Dark matter, a mysterious and invisible substance thought to make up about 85% of the universe’s matter, has long puzzled scientists.
Unlike regular matter, which we can see and feel, dark matter doesn’t emit, absorb, or reflect light, making it extremely difficult to detect.
However, a new theory called “self-interacting dark matter” (SIDM) is offering exciting explanations for some longstanding cosmic puzzles.
Hai-Bo Yu, a professor of physics and astronomy at the University of California, Riverside, along with his team, has published a study in The Astrophysical Journal Letters that could change how we understand dark matter.
Their research suggests that SIDM could be the key to understanding two major astrophysical mysteries.
Firstly, the team looked at the dark matter halo of a massive elliptical galaxy, detected through the phenomenon of strong gravitational lensing.
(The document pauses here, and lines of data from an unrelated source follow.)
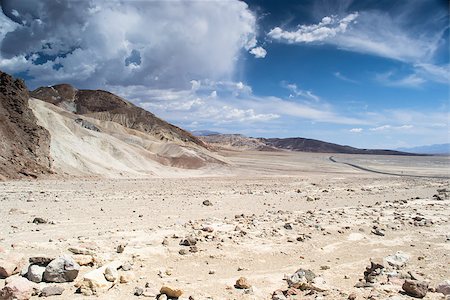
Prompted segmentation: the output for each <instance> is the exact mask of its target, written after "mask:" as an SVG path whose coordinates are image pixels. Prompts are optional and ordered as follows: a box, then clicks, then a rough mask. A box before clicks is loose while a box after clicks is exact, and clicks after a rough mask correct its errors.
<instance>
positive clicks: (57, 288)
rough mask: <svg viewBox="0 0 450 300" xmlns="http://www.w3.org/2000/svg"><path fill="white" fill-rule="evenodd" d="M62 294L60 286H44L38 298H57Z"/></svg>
mask: <svg viewBox="0 0 450 300" xmlns="http://www.w3.org/2000/svg"><path fill="white" fill-rule="evenodd" d="M63 292H64V288H63V287H62V286H60V285H51V286H46V287H45V288H43V289H42V291H41V293H40V294H39V296H40V297H50V296H58V295H62V293H63Z"/></svg>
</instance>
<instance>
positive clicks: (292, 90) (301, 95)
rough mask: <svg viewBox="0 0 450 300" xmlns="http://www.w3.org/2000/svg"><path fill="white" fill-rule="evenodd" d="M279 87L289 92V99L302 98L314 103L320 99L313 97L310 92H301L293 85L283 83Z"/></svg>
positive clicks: (299, 88) (312, 93) (296, 86)
mask: <svg viewBox="0 0 450 300" xmlns="http://www.w3.org/2000/svg"><path fill="white" fill-rule="evenodd" d="M281 85H282V86H283V87H284V88H286V89H288V90H289V91H290V92H291V94H290V95H289V98H295V97H302V98H304V99H308V100H314V101H319V100H320V97H319V96H317V95H315V94H314V93H313V92H312V91H307V90H302V89H300V88H299V87H298V86H297V85H296V84H295V83H288V82H285V81H283V82H282V83H281Z"/></svg>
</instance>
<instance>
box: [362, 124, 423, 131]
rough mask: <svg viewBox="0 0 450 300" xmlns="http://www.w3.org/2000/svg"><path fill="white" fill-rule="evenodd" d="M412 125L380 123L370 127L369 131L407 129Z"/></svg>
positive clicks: (403, 129) (411, 126) (406, 129)
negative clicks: (385, 123)
mask: <svg viewBox="0 0 450 300" xmlns="http://www.w3.org/2000/svg"><path fill="white" fill-rule="evenodd" d="M413 127H414V126H413V125H409V124H407V125H401V126H392V125H382V126H378V127H374V128H370V129H369V130H370V131H388V130H409V129H412V128H413Z"/></svg>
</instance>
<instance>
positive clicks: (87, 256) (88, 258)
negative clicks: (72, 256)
mask: <svg viewBox="0 0 450 300" xmlns="http://www.w3.org/2000/svg"><path fill="white" fill-rule="evenodd" d="M73 260H74V261H76V262H77V264H79V265H80V266H93V265H94V257H92V255H84V254H78V255H74V256H73Z"/></svg>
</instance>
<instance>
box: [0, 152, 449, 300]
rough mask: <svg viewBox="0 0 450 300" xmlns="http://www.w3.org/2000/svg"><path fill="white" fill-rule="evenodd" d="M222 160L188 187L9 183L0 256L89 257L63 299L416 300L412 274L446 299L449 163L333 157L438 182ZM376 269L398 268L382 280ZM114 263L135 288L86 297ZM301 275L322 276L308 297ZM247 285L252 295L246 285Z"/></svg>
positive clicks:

Gravitational lensing happens when light from distant galaxies bends around massive objects, acting like a cosmic magnifying glass.
The density of this halo was surprisingly high, which didn’t fit with the traditional theory of cold dark matter (CDM). According to CDM, dark matter particles don’t interact with each other.
Secondly, they explored the ultra-diffuse galaxies, which are galaxies with extremely low brightness and widely spread-out stars and gas. These galaxies have dark matter halos with very low densities, another puzzle that CDM struggles to explain.
So, what makes SIDM different? SIDM proposes that dark matter particles can interact with each other through a “dark force.” This means they can collide, especially near the center of a galaxy, leading to diverse densities in the dark matter halos.
To test this theory, Yu and his colleagues, including Ethan Nadler and Daneng Yang, conducted sophisticated computer simulations of how cosmic structures form with strong dark matter self-interactions. These simulations showed that SIDM could lead to varying densities in the central regions of galaxies. Some halos would have higher densities, while others would have lower densities, depending on their cosmic history and environment.
This finding is significant because it challenges the standard CDM model, which has been the prevailing theory for understanding dark matter. The SIDM theory suggests that dark matter might be more complex and dynamic than previously thought.
The research underscores the importance of using astrophysical observations and computer simulations to study dark matter. With upcoming data from powerful telescopes like the James Webb Space Telescope and the Rubin Observatory, there’s potential for even more discoveries in this exciting area of research.
Yu’s work, which has been gaining traction since around 2009, is pushing the boundaries of what we know about dark matter.
By suggesting that dark matter particles interact with each other, SIDM is offering new ways to solve cosmic mysteries and is enriching our understanding of the universe’s most elusive substance.